2. Exactly. And who gives that proverbial shit about your weeds? Scaling up, as concept, is an error: that was the problem with Pentax's 6x7; it doesn't translate.
3. The Empire State, terrorists aside, will still be there tomorrow. And one cloud is pretty much as valid as any other in the greater scheme of things. Contrails, I admit, could cause one to return at a later time, which kinda proves my point, if you think about it.
4. That's not a point. Truth isn't about personal, viewer interpretation, which is ever present after the fact; it's about (truth) what the camera catches, despite the shooter, and being inanimate it has neither opinion nor bias. All that it can do is tell the truth of what exists before it.
5. Then you have no argument, as you have just shown.

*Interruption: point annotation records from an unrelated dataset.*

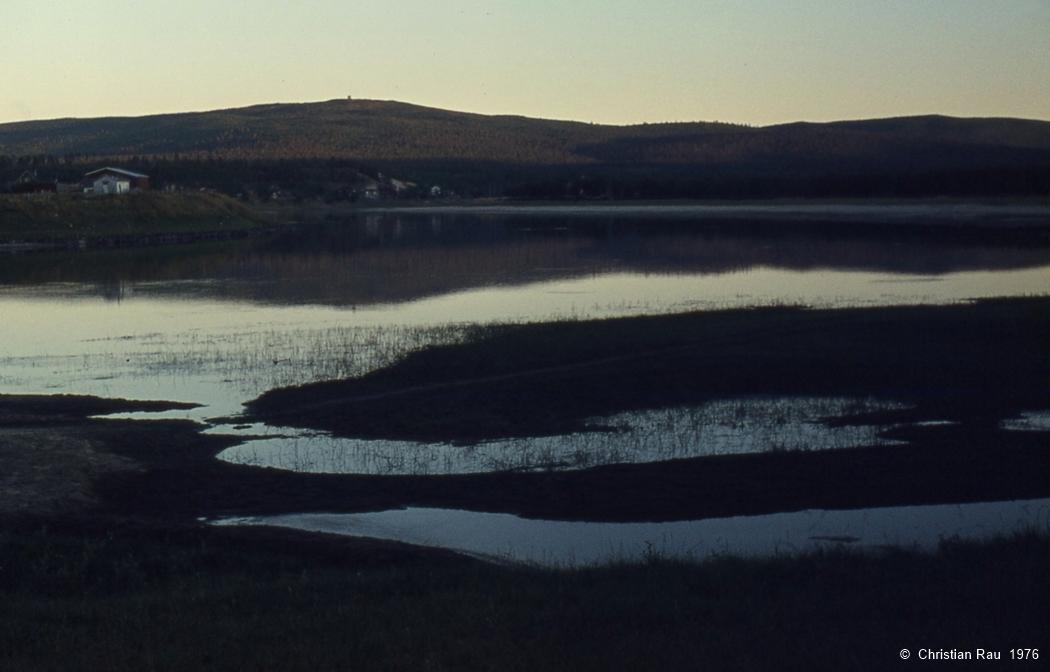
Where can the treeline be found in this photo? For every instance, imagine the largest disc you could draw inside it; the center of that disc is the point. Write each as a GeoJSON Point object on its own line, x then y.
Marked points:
{"type": "Point", "coordinates": [339, 180]}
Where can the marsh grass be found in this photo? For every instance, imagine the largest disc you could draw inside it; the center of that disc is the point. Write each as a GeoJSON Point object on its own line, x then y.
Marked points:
{"type": "Point", "coordinates": [733, 426]}
{"type": "Point", "coordinates": [216, 600]}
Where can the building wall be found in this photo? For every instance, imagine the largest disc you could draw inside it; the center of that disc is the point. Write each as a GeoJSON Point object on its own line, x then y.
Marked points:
{"type": "Point", "coordinates": [108, 184]}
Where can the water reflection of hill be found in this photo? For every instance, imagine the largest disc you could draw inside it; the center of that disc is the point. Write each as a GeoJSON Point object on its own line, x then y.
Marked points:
{"type": "Point", "coordinates": [389, 258]}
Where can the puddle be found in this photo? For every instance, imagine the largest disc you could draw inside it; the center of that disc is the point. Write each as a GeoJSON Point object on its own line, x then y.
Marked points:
{"type": "Point", "coordinates": [1029, 421]}
{"type": "Point", "coordinates": [718, 427]}
{"type": "Point", "coordinates": [509, 538]}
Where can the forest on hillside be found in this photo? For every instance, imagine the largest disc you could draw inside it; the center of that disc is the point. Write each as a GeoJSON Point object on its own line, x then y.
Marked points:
{"type": "Point", "coordinates": [331, 151]}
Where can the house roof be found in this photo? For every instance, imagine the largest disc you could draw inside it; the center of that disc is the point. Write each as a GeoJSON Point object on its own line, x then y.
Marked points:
{"type": "Point", "coordinates": [119, 171]}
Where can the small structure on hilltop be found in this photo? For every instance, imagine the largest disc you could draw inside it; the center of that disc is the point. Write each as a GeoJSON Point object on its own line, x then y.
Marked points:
{"type": "Point", "coordinates": [106, 181]}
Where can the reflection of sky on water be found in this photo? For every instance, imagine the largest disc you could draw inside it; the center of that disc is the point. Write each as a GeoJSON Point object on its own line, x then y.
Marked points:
{"type": "Point", "coordinates": [221, 328]}
{"type": "Point", "coordinates": [502, 536]}
{"type": "Point", "coordinates": [154, 343]}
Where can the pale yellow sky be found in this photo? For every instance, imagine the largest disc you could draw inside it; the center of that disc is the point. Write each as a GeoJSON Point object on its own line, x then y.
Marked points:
{"type": "Point", "coordinates": [616, 61]}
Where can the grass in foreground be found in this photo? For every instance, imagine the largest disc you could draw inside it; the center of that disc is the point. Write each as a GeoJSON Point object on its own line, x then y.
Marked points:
{"type": "Point", "coordinates": [147, 213]}
{"type": "Point", "coordinates": [223, 600]}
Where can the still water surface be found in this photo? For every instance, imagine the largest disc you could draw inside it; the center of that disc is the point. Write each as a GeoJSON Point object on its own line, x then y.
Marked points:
{"type": "Point", "coordinates": [218, 324]}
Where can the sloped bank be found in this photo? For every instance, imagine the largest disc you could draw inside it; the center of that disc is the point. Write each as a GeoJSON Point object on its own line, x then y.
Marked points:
{"type": "Point", "coordinates": [140, 218]}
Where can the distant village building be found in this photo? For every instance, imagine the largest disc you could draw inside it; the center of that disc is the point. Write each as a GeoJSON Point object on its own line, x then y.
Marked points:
{"type": "Point", "coordinates": [116, 181]}
{"type": "Point", "coordinates": [29, 183]}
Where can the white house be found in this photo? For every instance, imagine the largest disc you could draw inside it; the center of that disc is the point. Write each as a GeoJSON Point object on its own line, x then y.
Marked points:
{"type": "Point", "coordinates": [116, 181]}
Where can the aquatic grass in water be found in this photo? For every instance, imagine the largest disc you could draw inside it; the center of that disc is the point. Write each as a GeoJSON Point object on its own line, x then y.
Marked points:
{"type": "Point", "coordinates": [731, 426]}
{"type": "Point", "coordinates": [222, 368]}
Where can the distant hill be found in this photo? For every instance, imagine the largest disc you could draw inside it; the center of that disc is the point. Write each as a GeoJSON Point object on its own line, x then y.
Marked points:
{"type": "Point", "coordinates": [331, 148]}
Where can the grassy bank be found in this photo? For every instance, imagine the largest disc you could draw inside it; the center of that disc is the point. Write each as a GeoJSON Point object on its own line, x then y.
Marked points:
{"type": "Point", "coordinates": [974, 363]}
{"type": "Point", "coordinates": [125, 216]}
{"type": "Point", "coordinates": [229, 600]}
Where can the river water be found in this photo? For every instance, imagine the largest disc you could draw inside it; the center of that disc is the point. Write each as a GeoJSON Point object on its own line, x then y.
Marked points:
{"type": "Point", "coordinates": [219, 323]}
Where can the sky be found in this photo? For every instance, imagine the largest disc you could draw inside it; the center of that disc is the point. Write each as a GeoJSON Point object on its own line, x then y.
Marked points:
{"type": "Point", "coordinates": [755, 62]}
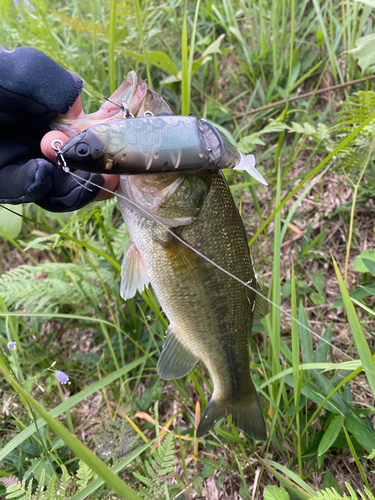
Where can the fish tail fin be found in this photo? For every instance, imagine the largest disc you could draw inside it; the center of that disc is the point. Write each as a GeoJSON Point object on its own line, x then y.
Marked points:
{"type": "Point", "coordinates": [247, 415]}
{"type": "Point", "coordinates": [214, 412]}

6. Maybe so, maybe not. I refer to the instant judgement as to whether, given the chance, you (one) would or would not. I believe it works in reverse, too, only far more quickly and efficiently and
accurately. For the record: most of my observations have made me very grateful for the hand that I was dealt. I do not suggest that one thinks about it for more than that split second of recognition. Anything longer would indeed be worrying. I'm not suggesting that we all go around mentally sniffing one another's tails à la pooch. Dogs take their time; we are far more rapid, time-efficient and easily satisfied with our deductions.
7. I hope that you do
not bow out; a little bit of actual involvement, of being committed to this forum and adding some life to it beyond bland nods of approval to every bit of equally bland stuff that gets posted. That has to be better than just closing down the eyes and mind because one might not feel comfortable with them open.